P/2 - Essa semana que ele te ligou?
R - Essa semana. Ele quer... e era pra ser ontem, mas ontem eu não pude, outro não pude, sabe? [risos] Marquei pra terça-feira.
P/2 - O senhor tem netos?
R - Eu tenho uma menina. É, dos filhos, o primeiro... os médicos estão casados, casaram com médicos, né? E o Paulo, que mora comigo, é o único que tá namorando, mas não casou ainda. Mas, do primeiro, eu tenho uma netinha, que é uma experiência muito bacana. [risos] É engraçado, a vida da gente, no fim, uma coisa dessa toca numa matéria que é... mais do que indústria e tal, é a própria vida da gente, né? São as possibilidades, as oportunidades, né? Eu não me arrependo de nada. Eu acredito, talvez, que os meus filhos __________, graças a Deus, né? Se eles tivessem ido pra França eu acho que eles, não sei se estariam melhor. Mas, a grande oportunidade, eu acho que seria pra eles, né, que eles iam estudar lá e tal. A Rhône Poulenc ia ajudar isso. Ele falou: “Não, lá tem o serviço social que vai te orientar e tal.” Eu estava apavorado. Já tinha até gente falando: “Não, eu vou te visitar lá.” [risos]
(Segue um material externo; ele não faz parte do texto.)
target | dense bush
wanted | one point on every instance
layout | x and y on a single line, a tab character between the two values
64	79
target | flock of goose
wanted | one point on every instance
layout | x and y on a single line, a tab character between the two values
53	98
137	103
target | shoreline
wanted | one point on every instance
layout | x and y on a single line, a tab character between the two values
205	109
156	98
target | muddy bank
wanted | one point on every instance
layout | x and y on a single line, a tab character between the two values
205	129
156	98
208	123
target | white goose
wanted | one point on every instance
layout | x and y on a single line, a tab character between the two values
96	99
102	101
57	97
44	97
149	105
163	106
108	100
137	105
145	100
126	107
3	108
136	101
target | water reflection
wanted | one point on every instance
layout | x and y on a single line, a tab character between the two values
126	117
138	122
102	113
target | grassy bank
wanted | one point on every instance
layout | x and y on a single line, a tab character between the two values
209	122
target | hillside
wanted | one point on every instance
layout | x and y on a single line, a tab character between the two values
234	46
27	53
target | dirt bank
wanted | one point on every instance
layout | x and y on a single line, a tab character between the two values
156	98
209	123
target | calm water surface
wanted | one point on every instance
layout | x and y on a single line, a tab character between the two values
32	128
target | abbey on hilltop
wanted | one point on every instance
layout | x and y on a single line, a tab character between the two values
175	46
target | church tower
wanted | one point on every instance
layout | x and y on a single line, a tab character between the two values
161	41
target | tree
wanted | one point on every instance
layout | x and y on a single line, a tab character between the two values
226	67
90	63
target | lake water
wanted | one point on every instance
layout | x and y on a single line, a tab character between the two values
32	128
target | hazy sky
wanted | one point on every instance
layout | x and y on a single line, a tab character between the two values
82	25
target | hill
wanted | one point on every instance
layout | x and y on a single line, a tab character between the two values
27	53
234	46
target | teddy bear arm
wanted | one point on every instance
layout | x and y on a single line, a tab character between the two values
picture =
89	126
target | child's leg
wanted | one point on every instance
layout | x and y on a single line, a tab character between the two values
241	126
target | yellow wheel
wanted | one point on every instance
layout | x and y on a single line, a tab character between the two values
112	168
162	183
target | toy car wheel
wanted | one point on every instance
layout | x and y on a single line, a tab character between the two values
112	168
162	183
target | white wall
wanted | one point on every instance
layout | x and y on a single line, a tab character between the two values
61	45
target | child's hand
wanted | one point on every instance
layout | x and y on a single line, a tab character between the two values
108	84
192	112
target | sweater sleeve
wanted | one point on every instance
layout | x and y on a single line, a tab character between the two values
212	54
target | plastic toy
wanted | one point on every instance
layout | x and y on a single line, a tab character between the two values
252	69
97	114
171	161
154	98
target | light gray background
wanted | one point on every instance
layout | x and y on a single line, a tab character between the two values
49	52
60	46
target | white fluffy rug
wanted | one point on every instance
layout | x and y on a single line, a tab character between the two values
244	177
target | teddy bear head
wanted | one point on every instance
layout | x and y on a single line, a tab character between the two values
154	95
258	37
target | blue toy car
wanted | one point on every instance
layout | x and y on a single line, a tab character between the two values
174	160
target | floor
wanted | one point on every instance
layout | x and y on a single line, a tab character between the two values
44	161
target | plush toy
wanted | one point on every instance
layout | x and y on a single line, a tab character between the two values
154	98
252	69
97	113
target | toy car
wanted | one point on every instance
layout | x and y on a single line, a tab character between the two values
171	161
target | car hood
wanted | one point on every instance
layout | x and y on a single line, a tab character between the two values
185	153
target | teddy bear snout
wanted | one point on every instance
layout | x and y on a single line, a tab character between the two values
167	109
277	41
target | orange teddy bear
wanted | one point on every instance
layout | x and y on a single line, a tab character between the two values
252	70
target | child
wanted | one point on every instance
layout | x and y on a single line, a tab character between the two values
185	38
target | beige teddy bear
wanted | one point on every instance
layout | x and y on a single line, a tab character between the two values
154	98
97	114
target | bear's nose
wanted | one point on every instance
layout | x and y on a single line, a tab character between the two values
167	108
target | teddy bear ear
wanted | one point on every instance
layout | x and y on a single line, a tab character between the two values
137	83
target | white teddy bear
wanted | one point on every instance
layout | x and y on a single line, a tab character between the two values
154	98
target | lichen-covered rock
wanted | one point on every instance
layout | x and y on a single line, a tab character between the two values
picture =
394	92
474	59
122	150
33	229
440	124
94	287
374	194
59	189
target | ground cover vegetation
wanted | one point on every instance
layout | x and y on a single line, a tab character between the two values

P/2 - “Vai pra lá que eu tô...”
P/1 - E a sua esposa, ela se animou em ir?
R - Ela se animou na época, ficou assim... Ela foi um pouco... Ela era mais pé no chão do que eu, né? E falou: “Não, precisa ver quanto é que vai ganhar, e não sei o quê e tal.” Porque ela trabalhava, ela tinha um cargo bem razoável no banco, e tinha um futuro, porque era uma pessoa competente. O problema é que... a gente não se dê muito bem, mas isso era coisa pessoal, mas ela era uma profissional competente. Que houve um momento também que abandonou tudo, sabe?
P/1 - Ela?
R - É, não quis mais, ela cansou de psicologia e tal. Psicologia do trabalho, ela chegou a chefiar esse setor no BCN, também, lá em Alphaville, uma equipe grande... Porque banco... o Banco Cidade não é tão grande, mas esses bancos grandes tem muito psicólogo, né, porque lida com pessoal, pessoal que entra, sai, todo dia. Apesar que tem banco aí como o Bradesco, tal, que tem 300 vagas todo dia. [risos] Tem que preencher, né? Tem que fazer teste, tem que encaminhar papel, essas coisas. Agora, eu acho o seguinte, eu tenho trabalhado muito, eu tenho pensado um pouco, eu vou ver se eu diminuo um pouco o meu trabalho, porque o trabalho com arte, qualquer trabalho de pesquisa dá um trabalho danado, né? O trabalho que vocês estão fazendo aqui dá um trabalho danado, porque você começa a aprofundar, não tem fundo esse poço, né? [risos]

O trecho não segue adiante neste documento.